I wish I could be there. If I was there, I would be sleeping there. Sadly, until the existing cases are resolved, ANY accusations (real or made up) could reactivate my 2 years suspended sentence (for peacefully protesting the criminalization of sleep and the criminalization of protest itself). Not that I am afraid of doing the time (the next time around I would try to emulate @rabite’s media presence); it just seems wasteful, at least until redress has been exhausted.

Some advice. Record every encounter with law enforcement, document everything immediately (multiple online sources), avoid a 24 hour presence (neuter yet another time/place/manner persecutorial attack), keep the area clean, don’t antagonize pedestrians or postal staff, expect a rapid response (if I recall correctly, there was an 8 month protest there until the Postmaster signed over enforcement to non-federal gangsters), have relocation plans ready, be prepared to do jail support, avoid hugging Norse.

http://PeaceCamp2010insider.blogspot.com/

Since the Homeless (Lack of) Services doesn’t have them…

by Robert Norse

Thursday Apr 18th, 2013 3:05 PM

…here’s the HUFF receipt! We thoughtfully provided it to HLOSC yesterday to document the fact that the group we brought over to Coral St. to register was on the Waiting List. Hence their camping tickets, if they were given any, would be dismissed prior to court (even without having to mount a Necessity Defense).

Activists and homeless sleepers should note that police can still charge people under PC 647e, the state “anti-lodging”” law (actually being used by sheriff and police as an anti-protest or anti-loitering law in the last few years). However, the documentation that one is on the Waiting List is also a good basis for mounting an affirmative Necessity Defense if D.A. Bob Lee wants to take any such charges through to jury trial.

Hopefully such trials would have a better outcome than those of the Peace Camp 2010 activists, who got screwed thanks to testimony from Executive Director Monica Martinez and others that there were a few spare beds (for the 1000+ homeless outside). The Jones decision–which I’m told by San Luis Obispo attorney Stu Jenkins is still federal legal precedent in spite of being depublished–held in L.A. that one doesn’t have to establish there were no beds that night or that one even tried to get one, if it was common knowledge that finding such a bed was highly unlikely given the chronic shelter emergency.

I should add I don’t recommend these programs or shelters, as Razor Ray seems to imply. Rather I suggest this Waiting List approach as both a protest strategy and to protect yourself legally as a homeless person who has to sleep at night who’s completely uninvolved in protest. Given the legal system the way it is, this approach is my suggestion.

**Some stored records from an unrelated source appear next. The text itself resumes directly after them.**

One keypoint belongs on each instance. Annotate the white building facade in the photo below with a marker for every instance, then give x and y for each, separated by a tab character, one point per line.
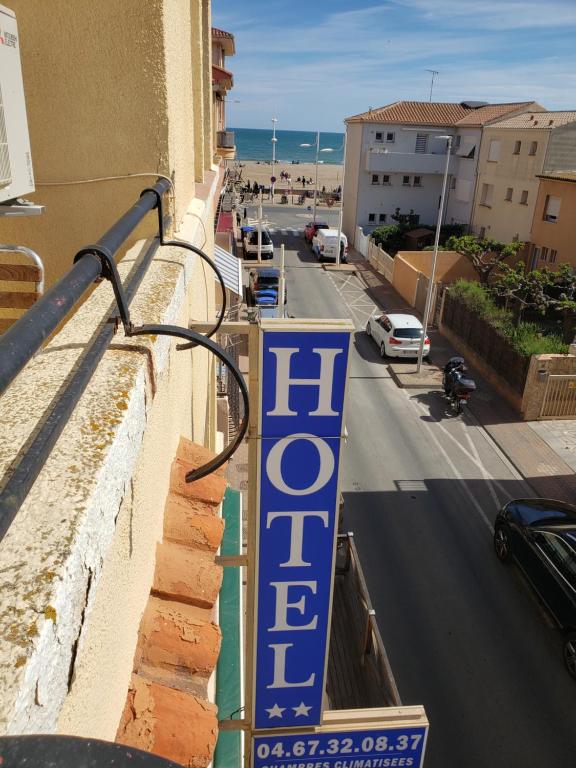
395	162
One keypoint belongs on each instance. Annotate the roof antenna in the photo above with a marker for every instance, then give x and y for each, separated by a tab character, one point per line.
434	72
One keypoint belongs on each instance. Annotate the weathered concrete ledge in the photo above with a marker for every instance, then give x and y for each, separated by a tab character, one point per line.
76	566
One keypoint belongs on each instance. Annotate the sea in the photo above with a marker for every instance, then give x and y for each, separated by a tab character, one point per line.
256	144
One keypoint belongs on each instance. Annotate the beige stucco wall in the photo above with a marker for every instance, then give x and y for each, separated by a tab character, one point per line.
450	265
405	279
351	179
504	219
557	235
540	367
77	562
109	92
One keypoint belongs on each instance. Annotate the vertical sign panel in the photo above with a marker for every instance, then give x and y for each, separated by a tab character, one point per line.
302	388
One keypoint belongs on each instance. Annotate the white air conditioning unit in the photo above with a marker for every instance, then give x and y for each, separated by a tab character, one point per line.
16	177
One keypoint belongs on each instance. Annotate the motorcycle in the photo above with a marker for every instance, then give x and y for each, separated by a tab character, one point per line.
457	387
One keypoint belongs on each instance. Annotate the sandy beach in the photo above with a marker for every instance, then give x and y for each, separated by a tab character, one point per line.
329	176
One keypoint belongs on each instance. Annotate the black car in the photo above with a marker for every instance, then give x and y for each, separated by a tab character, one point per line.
540	534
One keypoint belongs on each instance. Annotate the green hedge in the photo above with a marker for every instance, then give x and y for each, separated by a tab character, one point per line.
526	338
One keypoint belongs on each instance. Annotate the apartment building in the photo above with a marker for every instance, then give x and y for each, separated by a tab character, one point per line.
467	148
395	160
222	82
514	152
552	234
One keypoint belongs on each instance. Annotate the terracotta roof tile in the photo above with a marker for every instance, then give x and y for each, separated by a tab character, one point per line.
178	642
221	33
187	575
169	723
484	115
178	645
538	120
414	113
558	175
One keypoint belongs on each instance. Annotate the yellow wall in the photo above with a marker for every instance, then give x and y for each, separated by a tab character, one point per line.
504	219
405	279
558	235
109	92
450	265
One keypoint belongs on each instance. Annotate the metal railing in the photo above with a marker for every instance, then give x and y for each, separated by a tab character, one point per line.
21	342
369	644
559	401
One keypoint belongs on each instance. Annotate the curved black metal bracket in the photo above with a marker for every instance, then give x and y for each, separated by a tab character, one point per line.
197	339
110	272
198	252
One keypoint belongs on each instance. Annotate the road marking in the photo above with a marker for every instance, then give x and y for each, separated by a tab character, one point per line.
459	476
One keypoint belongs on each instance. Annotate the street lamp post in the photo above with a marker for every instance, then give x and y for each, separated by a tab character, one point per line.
341	205
318	150
274	140
435	254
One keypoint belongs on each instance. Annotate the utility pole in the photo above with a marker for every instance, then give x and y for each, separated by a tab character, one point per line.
433	72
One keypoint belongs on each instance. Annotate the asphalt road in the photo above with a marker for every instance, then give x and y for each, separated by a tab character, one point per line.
464	634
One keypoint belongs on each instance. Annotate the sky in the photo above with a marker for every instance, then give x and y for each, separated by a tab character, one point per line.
312	63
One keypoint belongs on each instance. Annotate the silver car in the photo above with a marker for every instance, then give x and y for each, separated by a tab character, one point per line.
397	335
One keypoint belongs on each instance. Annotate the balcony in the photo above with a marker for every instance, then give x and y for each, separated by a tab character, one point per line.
383	161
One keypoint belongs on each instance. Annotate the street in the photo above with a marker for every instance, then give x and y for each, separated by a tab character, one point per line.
464	635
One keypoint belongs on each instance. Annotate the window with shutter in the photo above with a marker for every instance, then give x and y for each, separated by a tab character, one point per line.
552	208
421	142
494	151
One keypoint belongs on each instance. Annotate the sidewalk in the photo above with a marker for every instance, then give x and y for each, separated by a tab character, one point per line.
543	452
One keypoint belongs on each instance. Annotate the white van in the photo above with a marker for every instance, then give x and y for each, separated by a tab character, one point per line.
325	244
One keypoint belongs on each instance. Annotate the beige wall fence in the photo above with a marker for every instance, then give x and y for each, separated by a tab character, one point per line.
537	387
380	260
361	242
486	342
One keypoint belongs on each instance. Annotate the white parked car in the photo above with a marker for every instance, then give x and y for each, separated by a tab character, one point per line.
325	245
397	335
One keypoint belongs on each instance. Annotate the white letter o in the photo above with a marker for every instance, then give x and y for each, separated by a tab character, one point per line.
274	465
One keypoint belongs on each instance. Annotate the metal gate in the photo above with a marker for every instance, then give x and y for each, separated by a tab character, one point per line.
559	400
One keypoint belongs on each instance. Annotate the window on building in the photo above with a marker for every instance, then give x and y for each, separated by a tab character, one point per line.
487	194
494	151
421	142
552	208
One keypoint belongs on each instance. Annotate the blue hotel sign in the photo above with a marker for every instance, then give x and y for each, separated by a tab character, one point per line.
302	391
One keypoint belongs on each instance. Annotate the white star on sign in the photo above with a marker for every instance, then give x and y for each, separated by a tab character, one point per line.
276	711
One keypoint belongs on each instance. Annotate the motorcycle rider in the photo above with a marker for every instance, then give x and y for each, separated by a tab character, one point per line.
454	370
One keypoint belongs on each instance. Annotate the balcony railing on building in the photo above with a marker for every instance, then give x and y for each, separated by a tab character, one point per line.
225	139
382	160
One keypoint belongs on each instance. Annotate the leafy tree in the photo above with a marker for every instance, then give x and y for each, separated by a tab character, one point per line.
523	290
484	254
389	237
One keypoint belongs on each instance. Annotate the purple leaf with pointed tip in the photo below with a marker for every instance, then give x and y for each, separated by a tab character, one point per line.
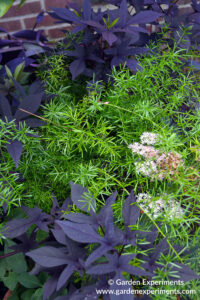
77	67
130	212
15	150
144	17
82	233
16	228
185	273
50	287
5	108
48	256
109	37
67	272
87	9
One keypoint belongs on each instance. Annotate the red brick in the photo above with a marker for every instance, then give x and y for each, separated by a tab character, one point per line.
11	26
28	8
56	33
55	3
47	21
182	2
60	3
185	10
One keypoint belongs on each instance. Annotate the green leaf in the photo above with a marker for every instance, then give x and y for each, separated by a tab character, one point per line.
9	73
10	281
18	71
21	3
2	266
114	22
29	281
14	297
4	6
27	294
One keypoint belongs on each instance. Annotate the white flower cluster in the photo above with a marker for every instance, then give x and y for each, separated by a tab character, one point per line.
147	168
148	138
157	164
170	207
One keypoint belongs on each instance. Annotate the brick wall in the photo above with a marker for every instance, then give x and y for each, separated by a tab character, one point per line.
24	18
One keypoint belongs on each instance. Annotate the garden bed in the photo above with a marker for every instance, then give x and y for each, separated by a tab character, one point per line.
100	156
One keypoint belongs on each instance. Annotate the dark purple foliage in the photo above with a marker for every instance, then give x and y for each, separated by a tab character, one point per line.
116	36
66	250
18	106
20	46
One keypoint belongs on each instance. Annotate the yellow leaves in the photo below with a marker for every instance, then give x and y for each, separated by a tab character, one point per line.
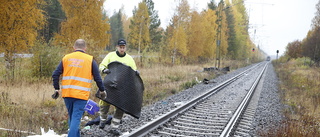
139	34
19	21
179	41
84	20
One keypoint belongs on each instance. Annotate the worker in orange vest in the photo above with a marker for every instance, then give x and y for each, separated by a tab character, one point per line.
77	69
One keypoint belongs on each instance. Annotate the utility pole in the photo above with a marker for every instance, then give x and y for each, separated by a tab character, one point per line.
220	6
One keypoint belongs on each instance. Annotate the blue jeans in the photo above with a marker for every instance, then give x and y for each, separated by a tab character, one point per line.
75	111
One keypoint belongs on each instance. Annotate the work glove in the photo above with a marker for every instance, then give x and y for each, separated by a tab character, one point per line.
137	72
55	95
106	71
101	95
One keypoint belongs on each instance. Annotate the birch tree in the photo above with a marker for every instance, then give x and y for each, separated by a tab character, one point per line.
20	21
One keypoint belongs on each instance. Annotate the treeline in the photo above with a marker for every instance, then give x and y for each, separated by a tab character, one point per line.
310	45
39	27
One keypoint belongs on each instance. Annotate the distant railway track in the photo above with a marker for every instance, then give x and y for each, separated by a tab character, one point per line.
223	110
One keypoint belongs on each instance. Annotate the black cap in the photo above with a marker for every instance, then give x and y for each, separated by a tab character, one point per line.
122	42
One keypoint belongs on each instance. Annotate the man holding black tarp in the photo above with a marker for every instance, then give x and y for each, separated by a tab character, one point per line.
121	56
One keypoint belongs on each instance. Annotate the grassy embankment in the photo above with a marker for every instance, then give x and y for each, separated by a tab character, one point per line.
300	91
26	103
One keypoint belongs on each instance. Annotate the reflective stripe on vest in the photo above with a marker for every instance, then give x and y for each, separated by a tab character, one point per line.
75	87
76	78
77	75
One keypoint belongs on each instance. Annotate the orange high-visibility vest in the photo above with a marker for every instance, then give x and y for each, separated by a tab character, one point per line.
77	75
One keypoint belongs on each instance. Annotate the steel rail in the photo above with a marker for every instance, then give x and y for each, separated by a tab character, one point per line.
241	108
145	129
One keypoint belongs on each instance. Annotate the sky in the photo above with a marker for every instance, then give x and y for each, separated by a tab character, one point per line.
273	23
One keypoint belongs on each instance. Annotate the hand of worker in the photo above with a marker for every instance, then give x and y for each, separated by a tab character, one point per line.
137	72
55	95
101	94
106	71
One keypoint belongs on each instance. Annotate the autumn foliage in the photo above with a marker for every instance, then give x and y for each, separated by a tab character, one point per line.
84	20
19	22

I suggest bringing a copy of the receipt template with you to the HLOSC, and then making a second copy for yourself (so that you can give one to the cop). The cop may not (and probably will not) initially stop ticketing, but in future legal action it will become clear that police ticketing in the face of these receipts is a form of harassment since tickets are to be automatically dismissed under MC 6.36.055.